ROV atau Remote Operated Vehicle adalah alat canggih berupa kendaraan bawah laut yang dikendalikan dari jarak jauh, untuk menampilkan gambar video secara langsung dari dasar laut. Dengan alat ini, pencarian sebuah objek di dasar laut akan lebih cepat dilakukan.

Terkait 3 objek yang ditemukan, Ilyas belum bisa memastikan apakah ketiganya merupakan bodi Lion Air JT 610 atau bagian lainnya. Karena itu ROV diturunkan untuk mendapatkan kepastian, termasuk mencari keberadaan black box.

"Nah ini mau kita cek dengan ROV. Kalau sudah dengan ROV ini bisa 100 persen dan bukan suspect lagi. Kita itu ngggak berani sebetulnya suspect ini karena batu, kayu, karang pesawat lama, perahu tenggelam juga bisa, valid itu baru setelah dilihat ROV ini," ujarnya.

Seiring dengan diturunkannya ROV, tim penyelam dari TNI AL dan Basarnas pun merapat ke KR Baruna Jaya 1. Mereka mempersiapkan diri melakukan penyelaman ke titik-titik keberadaan objek yang diduga terkait Lion Air JT 610. Panglima TNI Marsekal Hadi Tjahjanto dan Kabasarnas Marsekal Madya M Syaugi kemudian merapat memantau langsung pencarian.

Layar monitor menampilkan gambar di dasar air yang terekam oleh ROV. Tampak ada objek berwarna oranye. "Ini sepertinya black box ini," kata Ilyas. 

Panglima TNI dan Kabasarnas kemudian mendekat melihat layar. Karena objek itu diduga black box, Marsekal Hadi pun memerintahkan agar para penyelam TNI AL mendekati objek tersebut. "Akan kami langsung susuri, langsung susuri," ujarnya.

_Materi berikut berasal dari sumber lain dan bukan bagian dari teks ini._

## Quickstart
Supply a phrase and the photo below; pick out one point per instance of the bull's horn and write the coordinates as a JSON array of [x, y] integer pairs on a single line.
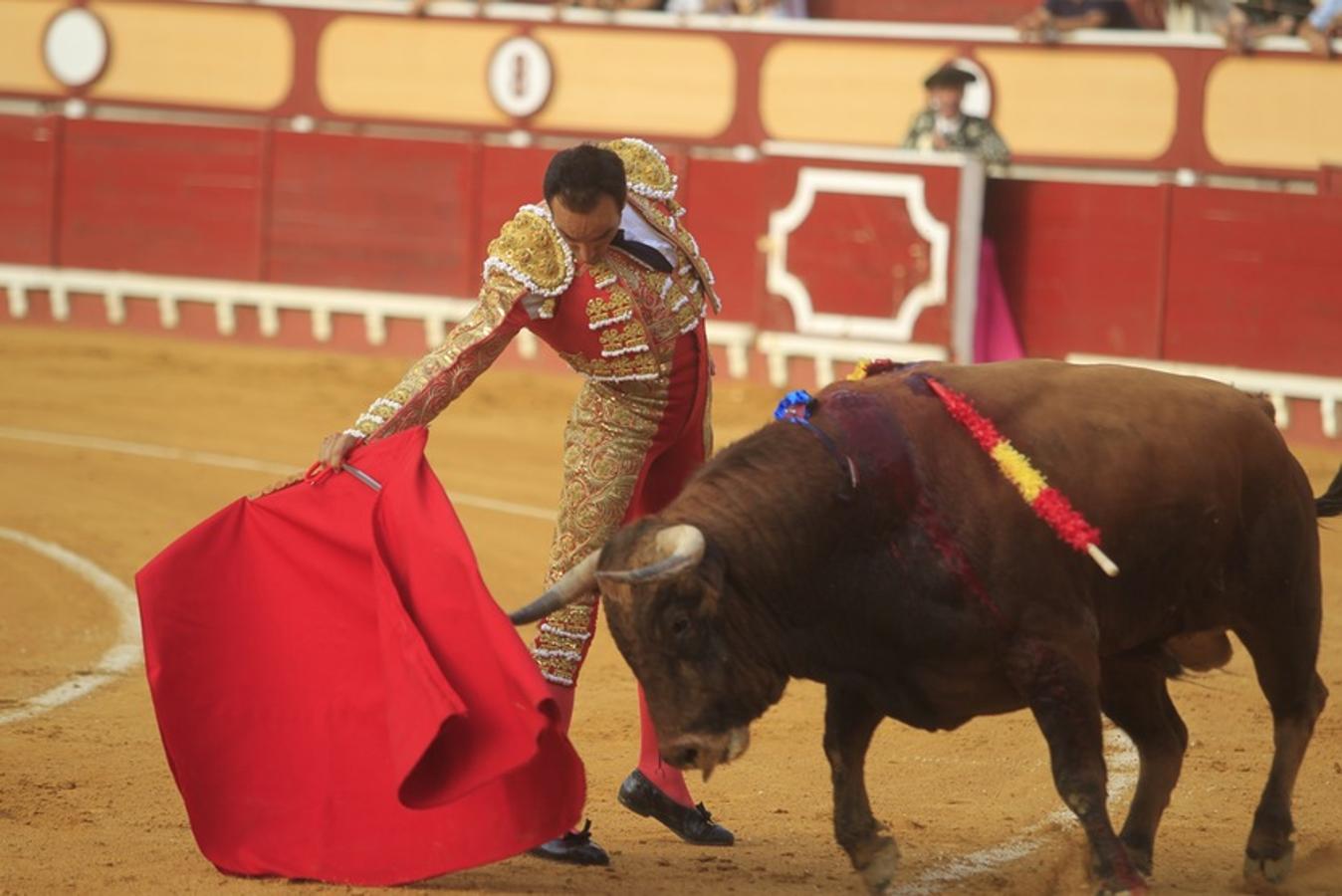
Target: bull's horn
[[682, 547], [574, 583]]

Sekitar pukul 16.35 WIB sebanyak 5 orang penyelam mengambil posisi menyelam mengikuti arah ROV yang ada di dasar laut. Tidak lama menunggu objek itu diangkat ke atas kapal dan ternyata objek yang dilihat berwarna oranye merupakan pelampung untuk dewasa dan untuk infant atau bayi berwarna kuning. Ada juga celana serta kaus warna putih.

Usai melihat objek-objek yang diangkat, Panglima TNI dan Kabasarnas pun meninggalkan KR Baruna Jaya. "Kita leaving dulu, kita mau leaving dulu, terima kasih ya, mas Ilyas," ujar Syaugi.

Dalam jumpa pers di Dermaga JITC 2, Kabasarnas mengatakan hasil pencarian sejauh ini belum ditemukan adanya badan pesawat atau pun black box. Meski begitu, dia menegaskan bahwa sinyal black box dari ping locator sudah terdengar. Dia mengatakan, Basarnas bersama TNI dan unsur-unsur terkait akan terus berupaya mencari selama 24 jam. 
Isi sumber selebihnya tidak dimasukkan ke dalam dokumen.